N'empêche que les Goncourt n'ont couronné que huit femmes en cent trois ans, et que l'argument a été avancé lors de leurs débats de mardi. Au fond, Marie NDiaye n'a qu'un handicap : elle est publiée chez Gallimard, maison dont les auteurs ont été régulièrement laurés par les Goncourt ces dernières années, directement ou à travers ses filiales. Passeront-ils outre les sarcasmes des gazettes en se félicitant du signal fort lancé par le choix de leur élue en plein débat sur l'identité nationale ? Nous voilà loin de la littérature.
Jean-Philippe Toussaint a les mêmes atouts, mais c'est un homme, ce qui ne pardonne pas en temps de parité. Notez qu'il est belge, ce qui rouvre les portes de la francophonie. Lui n'est pas handicapé par son éditeur, au contraire, même si des jurés ont pu grogner à l'idée que soit distinguée une maison qui, de longue date, ne daigne pas spontanément leur envoyer ses livres ès qualités. Alors ? On n'en sait rien.
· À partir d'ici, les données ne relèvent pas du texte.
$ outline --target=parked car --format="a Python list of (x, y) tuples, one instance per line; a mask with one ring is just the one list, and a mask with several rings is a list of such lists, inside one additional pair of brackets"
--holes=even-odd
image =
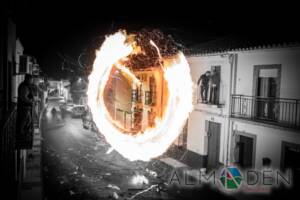
[(71, 110), (72, 117), (82, 117), (85, 110), (86, 106), (84, 105), (74, 105)]

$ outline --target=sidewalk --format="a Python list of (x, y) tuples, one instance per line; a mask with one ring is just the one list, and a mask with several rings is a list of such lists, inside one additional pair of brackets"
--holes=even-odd
[[(42, 112), (43, 113), (43, 112)], [(41, 122), (39, 119), (39, 126)], [(21, 188), (21, 200), (42, 200), (42, 136), (40, 128), (34, 129), (33, 148), (26, 152), (26, 170)]]

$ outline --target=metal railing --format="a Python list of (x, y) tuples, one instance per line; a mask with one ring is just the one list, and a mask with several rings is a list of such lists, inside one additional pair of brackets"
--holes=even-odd
[(300, 128), (300, 100), (231, 95), (231, 117)]
[(10, 112), (8, 118), (1, 129), (1, 152), (0, 152), (0, 163), (1, 163), (1, 177), (6, 181), (6, 184), (13, 185), (16, 181), (15, 171), (15, 131), (16, 131), (16, 107)]
[[(39, 123), (39, 116), (43, 108), (42, 102), (37, 102), (33, 108), (33, 120), (36, 125)], [(24, 162), (21, 159), (20, 151), (15, 149), (16, 143), (16, 120), (17, 106), (6, 117), (5, 122), (1, 124), (0, 135), (0, 163), (1, 177), (5, 183), (15, 191), (16, 198), (19, 195), (23, 178)]]
[(14, 136), (16, 129), (16, 107), (10, 113), (1, 131), (1, 163), (3, 160), (8, 160), (10, 153), (14, 152)]

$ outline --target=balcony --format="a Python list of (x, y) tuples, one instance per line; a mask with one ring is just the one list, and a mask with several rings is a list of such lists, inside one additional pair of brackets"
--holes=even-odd
[(300, 99), (231, 95), (231, 117), (300, 129)]

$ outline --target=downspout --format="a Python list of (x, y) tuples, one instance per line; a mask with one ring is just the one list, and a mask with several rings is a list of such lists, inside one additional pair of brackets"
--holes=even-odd
[(227, 151), (226, 151), (226, 166), (230, 164), (230, 139), (232, 133), (232, 122), (231, 122), (231, 95), (235, 93), (236, 90), (236, 69), (237, 69), (237, 54), (229, 54), (228, 60), (230, 63), (230, 82), (229, 82), (229, 102), (228, 102), (228, 124), (227, 124)]

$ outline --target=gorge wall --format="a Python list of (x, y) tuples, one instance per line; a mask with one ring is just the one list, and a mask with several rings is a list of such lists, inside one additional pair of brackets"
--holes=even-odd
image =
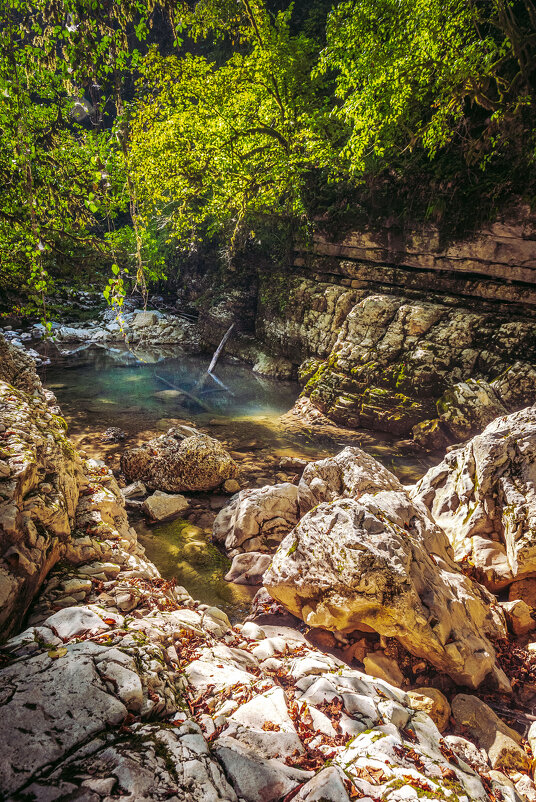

Michel Tournier est sans aucun doute le plus fantasque, celui dont le vote est, jusqu'au dernier moment pour ses camarades de jeux, le plus inattendu. Françoise Mallet-Joris aussi, mais pour des raisons de santé. Il ne devrait pas y avoir de surprise de dernière minute avec un nouveau nom sorti du chapeau.
Le secrétaire général de l'académie Goncourt sonnera peut-être les douze coups de Minuit lundi, peu avant 13 heures chez Drouant. Le président Chirac, habitué des comices agricoles, appelait cela "avoir son tour de bête". Il parlait des candidats aux élections, mais aurait tout aussi bien pu dire qu'après POL, c'était au tour de Minuit. Jacques Chirac est un expert à plus d'un titre : la semaine prochaine, à la Foire du livre de Brive, il sera sans aucun doute l'auteur le plus plébiscité. Payé pour savoir que la gloire est un effort constant, on serait étonné qu'il ne plaçât pas ce mot de Renard (Jules) : "En littérature, il n'y a que des boeufs."